Сетевой подход к описанию башкирской морфологии
This study introduces a complex networks-based approach to quantifying agglutination. This approach is one of the most powerful ways of model description but it has been rarely used for linguistic needs and there are very few papers where it is applied to morphology.
The Bashkir language belongs to the Turkic languages which are considered to be agglutinative. Although the notion of agglutination was introduced in the 19th century, there is no generally accepted definition of an agglutinative language. Different features were supposed to be necessarily present in an agglutinative language, however, there seems to be no correlation between them. In this study we discuss the data provided by our network and relevant for the notion of agglutination and transcategoriality.

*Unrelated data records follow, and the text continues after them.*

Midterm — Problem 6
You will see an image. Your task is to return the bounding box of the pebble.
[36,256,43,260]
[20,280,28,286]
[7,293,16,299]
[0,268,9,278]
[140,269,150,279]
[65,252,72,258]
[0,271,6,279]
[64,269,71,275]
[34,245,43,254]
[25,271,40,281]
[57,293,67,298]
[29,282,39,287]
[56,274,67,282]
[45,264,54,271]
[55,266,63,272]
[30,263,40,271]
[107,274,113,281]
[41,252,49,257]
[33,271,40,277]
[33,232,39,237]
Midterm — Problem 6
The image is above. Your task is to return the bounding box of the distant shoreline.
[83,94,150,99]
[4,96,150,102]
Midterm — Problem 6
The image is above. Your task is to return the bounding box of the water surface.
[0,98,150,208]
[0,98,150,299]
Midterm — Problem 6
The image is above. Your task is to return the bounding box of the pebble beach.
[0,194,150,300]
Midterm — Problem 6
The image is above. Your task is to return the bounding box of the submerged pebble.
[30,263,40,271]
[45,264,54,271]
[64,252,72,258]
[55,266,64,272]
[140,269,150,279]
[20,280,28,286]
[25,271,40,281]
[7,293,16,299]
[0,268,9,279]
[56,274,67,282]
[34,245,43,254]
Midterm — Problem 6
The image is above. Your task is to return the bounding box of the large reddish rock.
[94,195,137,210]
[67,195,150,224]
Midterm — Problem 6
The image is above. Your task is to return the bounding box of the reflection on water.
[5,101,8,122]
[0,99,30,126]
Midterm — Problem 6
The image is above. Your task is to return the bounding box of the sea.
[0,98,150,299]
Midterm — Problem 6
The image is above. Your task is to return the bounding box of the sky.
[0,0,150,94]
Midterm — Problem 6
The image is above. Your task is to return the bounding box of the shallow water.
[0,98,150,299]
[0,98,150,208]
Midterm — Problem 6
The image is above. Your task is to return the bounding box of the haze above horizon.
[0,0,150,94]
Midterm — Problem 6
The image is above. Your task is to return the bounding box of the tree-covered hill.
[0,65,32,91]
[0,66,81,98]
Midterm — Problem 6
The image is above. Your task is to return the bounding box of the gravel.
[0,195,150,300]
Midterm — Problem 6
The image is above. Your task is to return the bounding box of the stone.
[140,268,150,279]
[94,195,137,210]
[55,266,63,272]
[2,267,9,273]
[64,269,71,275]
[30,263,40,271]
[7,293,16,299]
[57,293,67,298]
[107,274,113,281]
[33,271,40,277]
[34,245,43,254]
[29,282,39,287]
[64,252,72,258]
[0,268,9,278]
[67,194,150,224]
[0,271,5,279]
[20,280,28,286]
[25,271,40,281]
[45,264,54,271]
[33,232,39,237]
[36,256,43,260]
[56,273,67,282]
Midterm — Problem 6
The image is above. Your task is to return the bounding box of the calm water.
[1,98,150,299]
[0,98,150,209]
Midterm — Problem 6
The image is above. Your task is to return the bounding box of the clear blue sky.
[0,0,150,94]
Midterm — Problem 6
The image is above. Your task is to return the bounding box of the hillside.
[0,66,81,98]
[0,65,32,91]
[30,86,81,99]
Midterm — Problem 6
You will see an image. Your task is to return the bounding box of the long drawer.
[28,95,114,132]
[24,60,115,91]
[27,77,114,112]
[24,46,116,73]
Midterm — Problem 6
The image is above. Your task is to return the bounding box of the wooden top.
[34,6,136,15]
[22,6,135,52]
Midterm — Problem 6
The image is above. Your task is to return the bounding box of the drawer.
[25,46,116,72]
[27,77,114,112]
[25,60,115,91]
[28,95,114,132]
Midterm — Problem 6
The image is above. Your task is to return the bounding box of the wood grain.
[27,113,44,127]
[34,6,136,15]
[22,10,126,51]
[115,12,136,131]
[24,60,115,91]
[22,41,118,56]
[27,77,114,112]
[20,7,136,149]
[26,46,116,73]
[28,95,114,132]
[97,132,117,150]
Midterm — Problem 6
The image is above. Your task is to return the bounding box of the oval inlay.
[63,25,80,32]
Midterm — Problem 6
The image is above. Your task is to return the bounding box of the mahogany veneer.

We conducted our study on Bashkir newspaper texts containing 5.8 mln tokens overall. They were annotated with the program “Bashmorph”. We built a network where nodes are affixes while edges represent cooccurrence of an affix pair. The network was built as weighted (based on the frequency of cooccurrences) and undirected. The network consists of 294 nodes and 3446 edges.
It turns out that several standard coefficients characterizing such a network help to quantify and describe certain characteristics of a language. In our case, most parameters correspond to agglutination. Namely, we discuss the meaning of assortativity coefficient, cliques number, maximal k-core, cluster coefficient and network density as well as some other data.